One of these students opened her conversation with me by extending congratulations on our company’s recent recognition as an “Ideal Employer”. She then explained how the fact that we were included on the list further affirmed her interest in working for us after graduation. She appeared genuine and peppered her conversation with 1-2 more details that showed me she did her research. She made more of a lasting impression on me than the students who opened with the question “can you tell me more about your company?”
When you’re sifting through the various company websites, blogs, and press releases of a prospective company, look for items that you can utilize to start a conversation, details that connect with you personally so that you’re able to speak with passion and demonstrate your preparation.
Use Your Time Wisely
Depending upon the student-recruiter ratio of an event, you may not get one on one time with every company that interests you.

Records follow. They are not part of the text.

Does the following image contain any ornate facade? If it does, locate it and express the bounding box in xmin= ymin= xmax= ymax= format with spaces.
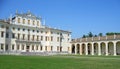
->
xmin=0 ymin=12 xmax=71 ymax=54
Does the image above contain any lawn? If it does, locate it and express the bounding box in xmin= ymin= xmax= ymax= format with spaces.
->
xmin=0 ymin=55 xmax=120 ymax=69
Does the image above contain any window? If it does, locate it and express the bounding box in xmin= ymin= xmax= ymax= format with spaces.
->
xmin=23 ymin=29 xmax=25 ymax=31
xmin=33 ymin=21 xmax=35 ymax=25
xmin=12 ymin=44 xmax=14 ymax=50
xmin=41 ymin=31 xmax=43 ymax=33
xmin=23 ymin=19 xmax=25 ymax=24
xmin=45 ymin=46 xmax=47 ymax=51
xmin=68 ymin=47 xmax=70 ymax=51
xmin=22 ymin=45 xmax=25 ymax=50
xmin=41 ymin=36 xmax=43 ymax=41
xmin=12 ymin=33 xmax=15 ymax=38
xmin=6 ymin=32 xmax=9 ymax=38
xmin=1 ymin=44 xmax=4 ymax=50
xmin=51 ymin=46 xmax=53 ymax=51
xmin=28 ymin=35 xmax=30 ymax=40
xmin=23 ymin=34 xmax=25 ymax=40
xmin=33 ymin=30 xmax=35 ymax=32
xmin=57 ymin=46 xmax=59 ymax=51
xmin=1 ymin=25 xmax=4 ymax=28
xmin=37 ymin=30 xmax=39 ymax=33
xmin=57 ymin=37 xmax=60 ymax=42
xmin=45 ymin=36 xmax=49 ymax=41
xmin=51 ymin=36 xmax=53 ymax=41
xmin=36 ymin=46 xmax=38 ymax=50
xmin=18 ymin=18 xmax=20 ymax=23
xmin=32 ymin=35 xmax=35 ymax=40
xmin=6 ymin=27 xmax=9 ymax=30
xmin=1 ymin=31 xmax=4 ymax=37
xmin=37 ymin=21 xmax=39 ymax=26
xmin=28 ymin=20 xmax=30 ymax=24
xmin=18 ymin=28 xmax=20 ymax=31
xmin=32 ymin=45 xmax=34 ymax=50
xmin=40 ymin=46 xmax=42 ymax=50
xmin=13 ymin=27 xmax=15 ymax=30
xmin=17 ymin=45 xmax=20 ymax=50
xmin=37 ymin=35 xmax=39 ymax=41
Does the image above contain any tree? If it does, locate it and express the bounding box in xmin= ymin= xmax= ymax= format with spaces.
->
xmin=98 ymin=33 xmax=103 ymax=36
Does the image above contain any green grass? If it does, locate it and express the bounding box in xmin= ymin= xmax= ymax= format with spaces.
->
xmin=0 ymin=55 xmax=120 ymax=69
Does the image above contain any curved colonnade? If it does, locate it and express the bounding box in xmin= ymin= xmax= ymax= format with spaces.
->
xmin=71 ymin=35 xmax=120 ymax=56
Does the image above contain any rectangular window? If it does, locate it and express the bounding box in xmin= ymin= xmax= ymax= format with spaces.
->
xmin=1 ymin=44 xmax=4 ymax=50
xmin=18 ymin=34 xmax=20 ymax=39
xmin=12 ymin=44 xmax=14 ymax=50
xmin=6 ymin=32 xmax=9 ymax=38
xmin=28 ymin=35 xmax=30 ymax=40
xmin=12 ymin=33 xmax=15 ymax=38
xmin=51 ymin=36 xmax=53 ymax=41
xmin=1 ymin=31 xmax=4 ymax=37
xmin=40 ymin=46 xmax=42 ymax=50
xmin=23 ymin=19 xmax=25 ymax=24
xmin=51 ymin=46 xmax=53 ymax=51
xmin=36 ymin=46 xmax=38 ymax=50
xmin=18 ymin=18 xmax=20 ymax=23
xmin=32 ymin=45 xmax=34 ymax=50
xmin=57 ymin=46 xmax=59 ymax=51
xmin=23 ymin=34 xmax=25 ymax=40
xmin=28 ymin=20 xmax=30 ymax=24
xmin=57 ymin=37 xmax=60 ymax=42
xmin=37 ymin=35 xmax=39 ymax=41
xmin=37 ymin=21 xmax=39 ymax=26
xmin=45 ymin=46 xmax=47 ymax=51
xmin=17 ymin=45 xmax=20 ymax=50
xmin=41 ymin=36 xmax=43 ymax=41
xmin=32 ymin=35 xmax=35 ymax=40
xmin=22 ymin=45 xmax=25 ymax=50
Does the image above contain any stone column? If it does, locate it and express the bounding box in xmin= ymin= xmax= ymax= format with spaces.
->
xmin=91 ymin=43 xmax=94 ymax=55
xmin=80 ymin=44 xmax=82 ymax=55
xmin=85 ymin=43 xmax=88 ymax=55
xmin=75 ymin=44 xmax=77 ymax=54
xmin=114 ymin=42 xmax=116 ymax=56
xmin=98 ymin=43 xmax=101 ymax=55
xmin=105 ymin=42 xmax=108 ymax=56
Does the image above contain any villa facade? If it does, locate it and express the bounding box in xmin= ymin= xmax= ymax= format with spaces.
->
xmin=0 ymin=12 xmax=71 ymax=54
xmin=0 ymin=12 xmax=120 ymax=56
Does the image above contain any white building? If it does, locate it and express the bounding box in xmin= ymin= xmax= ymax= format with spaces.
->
xmin=0 ymin=12 xmax=71 ymax=53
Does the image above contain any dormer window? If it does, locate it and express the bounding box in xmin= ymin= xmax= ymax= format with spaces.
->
xmin=28 ymin=20 xmax=30 ymax=24
xmin=18 ymin=18 xmax=20 ymax=23
xmin=23 ymin=19 xmax=25 ymax=24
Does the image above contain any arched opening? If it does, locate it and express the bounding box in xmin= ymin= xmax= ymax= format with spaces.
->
xmin=71 ymin=44 xmax=75 ymax=53
xmin=100 ymin=42 xmax=106 ymax=55
xmin=108 ymin=42 xmax=114 ymax=55
xmin=93 ymin=43 xmax=98 ymax=55
xmin=116 ymin=41 xmax=120 ymax=55
xmin=77 ymin=44 xmax=80 ymax=54
xmin=81 ymin=44 xmax=85 ymax=54
xmin=87 ymin=43 xmax=92 ymax=55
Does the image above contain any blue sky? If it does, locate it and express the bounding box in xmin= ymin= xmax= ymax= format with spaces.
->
xmin=0 ymin=0 xmax=120 ymax=38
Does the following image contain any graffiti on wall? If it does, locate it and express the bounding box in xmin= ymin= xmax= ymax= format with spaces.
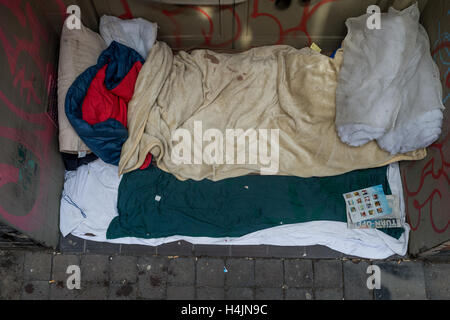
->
xmin=114 ymin=0 xmax=341 ymax=48
xmin=403 ymin=11 xmax=450 ymax=234
xmin=0 ymin=0 xmax=65 ymax=232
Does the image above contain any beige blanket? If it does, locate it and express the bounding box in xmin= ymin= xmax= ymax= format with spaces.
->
xmin=119 ymin=42 xmax=426 ymax=180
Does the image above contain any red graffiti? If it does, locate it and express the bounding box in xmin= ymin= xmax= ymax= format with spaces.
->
xmin=0 ymin=91 xmax=56 ymax=231
xmin=403 ymin=35 xmax=450 ymax=234
xmin=162 ymin=5 xmax=242 ymax=48
xmin=0 ymin=0 xmax=66 ymax=232
xmin=119 ymin=0 xmax=134 ymax=19
xmin=251 ymin=0 xmax=337 ymax=45
xmin=0 ymin=0 xmax=54 ymax=104
xmin=403 ymin=134 xmax=450 ymax=233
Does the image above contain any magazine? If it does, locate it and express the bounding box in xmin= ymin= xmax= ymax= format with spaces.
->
xmin=343 ymin=185 xmax=392 ymax=223
xmin=347 ymin=195 xmax=403 ymax=229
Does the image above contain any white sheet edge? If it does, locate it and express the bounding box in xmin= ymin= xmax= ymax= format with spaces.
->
xmin=68 ymin=163 xmax=410 ymax=259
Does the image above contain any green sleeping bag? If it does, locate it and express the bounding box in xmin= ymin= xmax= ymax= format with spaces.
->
xmin=107 ymin=166 xmax=403 ymax=239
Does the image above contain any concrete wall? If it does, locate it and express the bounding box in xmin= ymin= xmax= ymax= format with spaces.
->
xmin=401 ymin=0 xmax=450 ymax=254
xmin=87 ymin=0 xmax=427 ymax=51
xmin=0 ymin=0 xmax=64 ymax=246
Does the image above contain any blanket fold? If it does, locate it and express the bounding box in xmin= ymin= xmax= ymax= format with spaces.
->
xmin=336 ymin=3 xmax=444 ymax=154
xmin=119 ymin=42 xmax=426 ymax=181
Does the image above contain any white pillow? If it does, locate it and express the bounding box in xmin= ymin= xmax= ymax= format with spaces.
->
xmin=58 ymin=18 xmax=106 ymax=153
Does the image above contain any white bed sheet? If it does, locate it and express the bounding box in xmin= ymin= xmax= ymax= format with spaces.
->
xmin=60 ymin=160 xmax=410 ymax=259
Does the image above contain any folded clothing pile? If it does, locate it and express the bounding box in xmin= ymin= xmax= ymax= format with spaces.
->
xmin=336 ymin=3 xmax=444 ymax=154
xmin=58 ymin=16 xmax=157 ymax=170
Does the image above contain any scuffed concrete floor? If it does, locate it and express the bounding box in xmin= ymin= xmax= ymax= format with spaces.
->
xmin=0 ymin=245 xmax=450 ymax=300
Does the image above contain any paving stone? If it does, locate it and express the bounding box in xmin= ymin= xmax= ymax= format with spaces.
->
xmin=109 ymin=281 xmax=137 ymax=300
xmin=80 ymin=255 xmax=109 ymax=284
xmin=50 ymin=281 xmax=77 ymax=300
xmin=21 ymin=280 xmax=50 ymax=300
xmin=284 ymin=259 xmax=314 ymax=288
xmin=374 ymin=261 xmax=426 ymax=300
xmin=0 ymin=251 xmax=25 ymax=300
xmin=156 ymin=241 xmax=194 ymax=256
xmin=343 ymin=261 xmax=373 ymax=300
xmin=167 ymin=287 xmax=195 ymax=300
xmin=75 ymin=281 xmax=109 ymax=300
xmin=314 ymin=260 xmax=342 ymax=288
xmin=197 ymin=287 xmax=225 ymax=300
xmin=120 ymin=244 xmax=156 ymax=256
xmin=59 ymin=234 xmax=86 ymax=253
xmin=110 ymin=256 xmax=138 ymax=283
xmin=255 ymin=259 xmax=283 ymax=288
xmin=268 ymin=246 xmax=306 ymax=258
xmin=86 ymin=240 xmax=120 ymax=255
xmin=137 ymin=257 xmax=169 ymax=300
xmin=225 ymin=287 xmax=254 ymax=300
xmin=51 ymin=254 xmax=80 ymax=283
xmin=24 ymin=252 xmax=53 ymax=281
xmin=315 ymin=288 xmax=344 ymax=300
xmin=197 ymin=258 xmax=225 ymax=287
xmin=286 ymin=288 xmax=313 ymax=300
xmin=424 ymin=263 xmax=450 ymax=300
xmin=230 ymin=245 xmax=268 ymax=258
xmin=194 ymin=244 xmax=231 ymax=257
xmin=225 ymin=258 xmax=255 ymax=287
xmin=167 ymin=258 xmax=195 ymax=287
xmin=255 ymin=288 xmax=283 ymax=300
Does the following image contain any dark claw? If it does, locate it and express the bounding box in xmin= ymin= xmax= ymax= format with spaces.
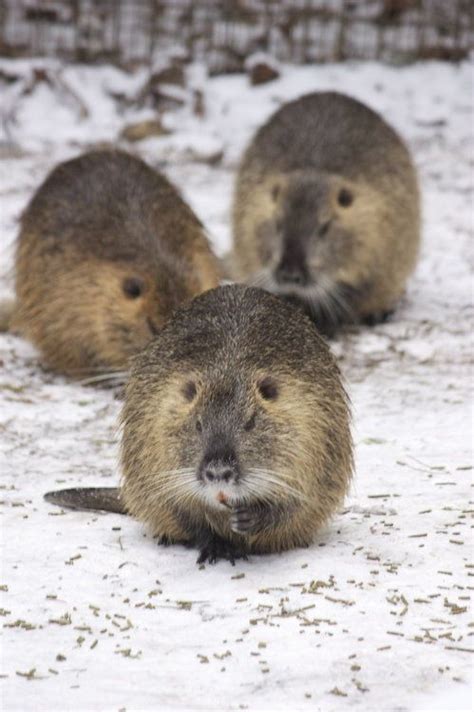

Prioritize the companies that most interest you, and focus on getting face time with at least your top two choices. You may want to view the LinkedIn profiles of key individuals to learn more about them and view a recent photo. This will also help you to identify each representative much more quickly if they aren’t wearing their company name tag or branded attire.
Lastly, recognize that you are representing your personal brand and how well you do so often indicates to recruiters how effectively you’ll represent their brand. Consider your attire carefully, selecting clothing that both reflects your personality and aligns with the image of your chosen prospective company. If you’re of legal drinking age and alcohol is offered, be sure to know your limits. You may also want to consider sticking with water and non-alcoholic beverage options. After working so hard on your plan to networking successfully, the last thing you want is to be less than your most impressive self.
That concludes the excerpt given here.